Here’s a surprising benefit of not making your bed: It kills dust mites that trigger allergies and asthma, British researchers report. They found that a bed can harbor up to 1.5 million dust mites that feed on microscopic particles of skin, then secrete allergens we inhale during sleep. Making the bed in the morning seals in moisture the tiny critters need to survive, while an unmade bed has the opposite effect.
And it’s also healthy to cut down on disinfecting our homes. The hygiene hypothesis blames excessive cleanliness for the rise in allergies and autoimmune diseases, so by letting some of the germs survive in a dirtier home, we may be revving up our immune system. Recent research also suggests that kids who play outside in the dirt have a lower rate of allergies.
Why it’s good for you: Helps you slim down.
Pacing, tapping your foot, crossing and uncrossing your legs all help torch calories. One study found that comparing calorie burn for people who spent 24 hours in a 10 by 12-foot respiratory chamber found that some volunteers burned up to 3,600 calories and others as little as 1,300 calories.
Even after adjusting for differences in muscle mass, the researchers concluded that that the only explanation for the wide range was fidgeting: The restless people spent less time sitting or lying down, and did more pacing.

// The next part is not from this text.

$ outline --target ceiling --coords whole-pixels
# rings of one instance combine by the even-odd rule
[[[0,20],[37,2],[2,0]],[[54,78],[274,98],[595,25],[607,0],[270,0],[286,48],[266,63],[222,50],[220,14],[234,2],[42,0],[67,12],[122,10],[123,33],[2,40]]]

Another study found that people who do chores the “hard way,” such as washing dishes by hand instead of the dishwasher, or walking to stores instead of driving, burned 108 more calories a day. Over a year, that adds up to nearly 40,000 calories, or a potential weight loss of about 11 pounds.
Why it’s good for you: Revs up the immune system.
Nervous or stressed-out people are often told to relax, but small bursts of stress perk up attention, sharpen our wits, and can activate the immune system, strengthening our defenses against disease and keeping us healthier.
Studies suggest that stress also makes vaccinations more effective and may even help improve memory. However, chronic tension is unhealthy, by raising risk for obesity, heart disease, and some forms of cancer.
Why it’s good for you: Reduces stress and combats bad behavior.
The water cooler just isn’t what it used to be, what with society becoming so anti-gossip. But a recent study published in the Journal of Personality and Social Psychology found that talking behind someone’s back could be a healthy move, lowering your stress level and stopping some people from exploiting others.
“A lot of gossip is driven by concern for others and has positive, social effects,” said Robb Willer, one of the study’s authors, in an interview with Time. Gossip can alert people to negative things happening around them, thus acting as a way to help maintain social order. However, the authors suggest that the mean-spirited, rumor-spreading variety of gossip probably serves no social purpose.